Are Colleges Really the Prime Indicator of Outcomes?
The problem starts to arise when we take a closer look at what a diploma means. Does it simply mean that you attended college, showed up at enough classes and were sufficient enough to pass? Actually, yes. If we are just looking at diplomas alone, the graduation rate shows nothing more than the bare minimum outcome, or in this case, having shown up and passed at least enough classes.
But does that really indicate that the student who graduated actually learned anything? Actually, no, it doesn’t. It simply means they found some way to get by at the least. This isn’t to say that nobody is learning in college nor is it to imply that any portion of college students aren’t doing the most that they can with their education, it’s simply to point out the lack of focus on learning outcomes.
A better outcome that is based more on learning and the ability to achieve desired standards is the typical GPA system we give.
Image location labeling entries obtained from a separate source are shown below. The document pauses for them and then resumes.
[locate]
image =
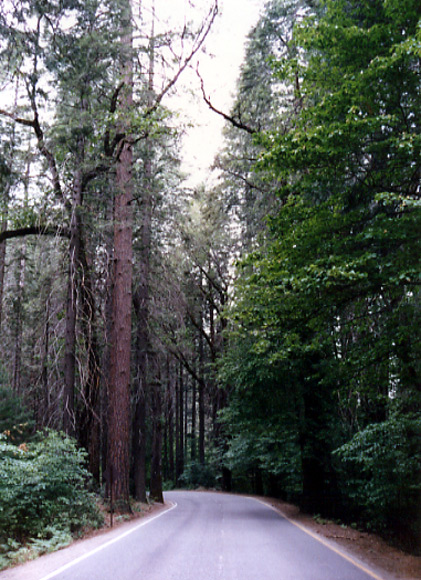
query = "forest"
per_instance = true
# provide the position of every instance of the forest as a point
(258, 333)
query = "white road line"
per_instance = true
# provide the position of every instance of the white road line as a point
(321, 540)
(103, 546)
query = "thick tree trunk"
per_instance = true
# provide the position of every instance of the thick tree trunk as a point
(179, 447)
(171, 401)
(17, 360)
(118, 464)
(69, 422)
(156, 461)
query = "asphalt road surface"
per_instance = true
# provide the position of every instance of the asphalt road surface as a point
(210, 536)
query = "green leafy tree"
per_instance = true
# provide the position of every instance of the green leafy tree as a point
(331, 302)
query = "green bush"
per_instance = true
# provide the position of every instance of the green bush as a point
(43, 486)
(379, 470)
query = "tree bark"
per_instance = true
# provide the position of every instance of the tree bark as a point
(119, 385)
(156, 461)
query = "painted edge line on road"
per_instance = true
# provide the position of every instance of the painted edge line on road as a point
(106, 545)
(321, 540)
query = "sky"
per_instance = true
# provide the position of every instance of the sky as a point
(219, 68)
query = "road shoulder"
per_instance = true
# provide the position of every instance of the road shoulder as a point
(365, 547)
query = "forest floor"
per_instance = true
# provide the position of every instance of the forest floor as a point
(366, 547)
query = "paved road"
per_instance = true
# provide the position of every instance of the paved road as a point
(212, 536)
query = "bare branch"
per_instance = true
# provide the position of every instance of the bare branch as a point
(235, 122)
(34, 231)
Cum laude, magna cum laude and summa cum laude all denote that not only was the student able to graduate, but they were able to do so with consistently good or excellent grades (depending on their title) over an extended target period (four years).
Putting Focus on the Outcomes in Learning
As you can see, this is a far better representation of what a student is capable of in terms of learning, application and execution. Of course, it’s by no means 100% correct, but it does illustrate the point that the more focused learning outcomes are, the better we are able to determine whether or not the inputs, targets and indicators are effective.
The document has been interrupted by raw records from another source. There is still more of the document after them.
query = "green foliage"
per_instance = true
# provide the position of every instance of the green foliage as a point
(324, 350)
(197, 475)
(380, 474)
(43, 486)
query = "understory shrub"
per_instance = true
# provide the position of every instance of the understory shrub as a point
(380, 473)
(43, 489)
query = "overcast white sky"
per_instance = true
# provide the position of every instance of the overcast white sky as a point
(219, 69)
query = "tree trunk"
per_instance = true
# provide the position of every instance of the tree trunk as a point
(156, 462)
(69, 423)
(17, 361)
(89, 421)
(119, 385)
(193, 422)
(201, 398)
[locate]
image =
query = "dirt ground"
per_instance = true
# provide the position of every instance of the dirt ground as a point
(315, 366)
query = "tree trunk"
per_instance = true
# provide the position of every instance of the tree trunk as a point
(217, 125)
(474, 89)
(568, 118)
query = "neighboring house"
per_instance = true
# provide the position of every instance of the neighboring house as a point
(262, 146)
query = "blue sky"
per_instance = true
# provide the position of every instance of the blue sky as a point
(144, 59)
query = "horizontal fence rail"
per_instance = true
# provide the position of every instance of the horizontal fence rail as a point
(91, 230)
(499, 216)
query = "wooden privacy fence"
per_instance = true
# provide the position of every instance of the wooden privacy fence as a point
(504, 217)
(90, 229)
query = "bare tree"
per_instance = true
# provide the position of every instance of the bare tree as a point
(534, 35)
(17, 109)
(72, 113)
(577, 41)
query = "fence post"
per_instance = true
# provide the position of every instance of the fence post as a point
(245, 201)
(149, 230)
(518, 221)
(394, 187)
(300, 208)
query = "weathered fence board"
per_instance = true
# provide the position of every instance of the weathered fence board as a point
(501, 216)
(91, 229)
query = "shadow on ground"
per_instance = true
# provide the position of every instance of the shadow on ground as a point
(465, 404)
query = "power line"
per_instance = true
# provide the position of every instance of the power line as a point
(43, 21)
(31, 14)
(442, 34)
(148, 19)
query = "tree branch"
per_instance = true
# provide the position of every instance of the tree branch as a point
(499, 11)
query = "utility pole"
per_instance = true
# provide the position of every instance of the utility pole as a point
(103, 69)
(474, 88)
What this means for the education industry as a whole is potentially ground breaking. By simply putting more emphasis and focus on the outcomes, we can understand how effective our inputs are. This allows us to retool classes to affect better learning outcomes, effectively increasing the knowledge of the learners. This also gives teachers the tools they need to monitor their own indicators (i.e. how effective their teaching style is).
And while the whole system can’t be revamped and fixed with just this one simple suggestion, it certainly is a step in the right direction. Bringing about more focus on learning outcomes vastly improves every aspect of the learning process. We are talking, of course, about a broken learning process that is widely misrepresented as one of the best.
Kids aren’t Failing School—Colleges and Schools are Failing the Kids
Of course, the faulty thought that our education system is somehow superior to everyone else’s is being brought to light by new testing that shows America and most of the big superpowers and European countries lagging far behind in school testing. The solution to this may not be simple, but there needs to be a solution for one to take place.
Learning outcomes provides a quick way to effectively screen what is going wrong with the education process. Once identified, these problems can be fixed.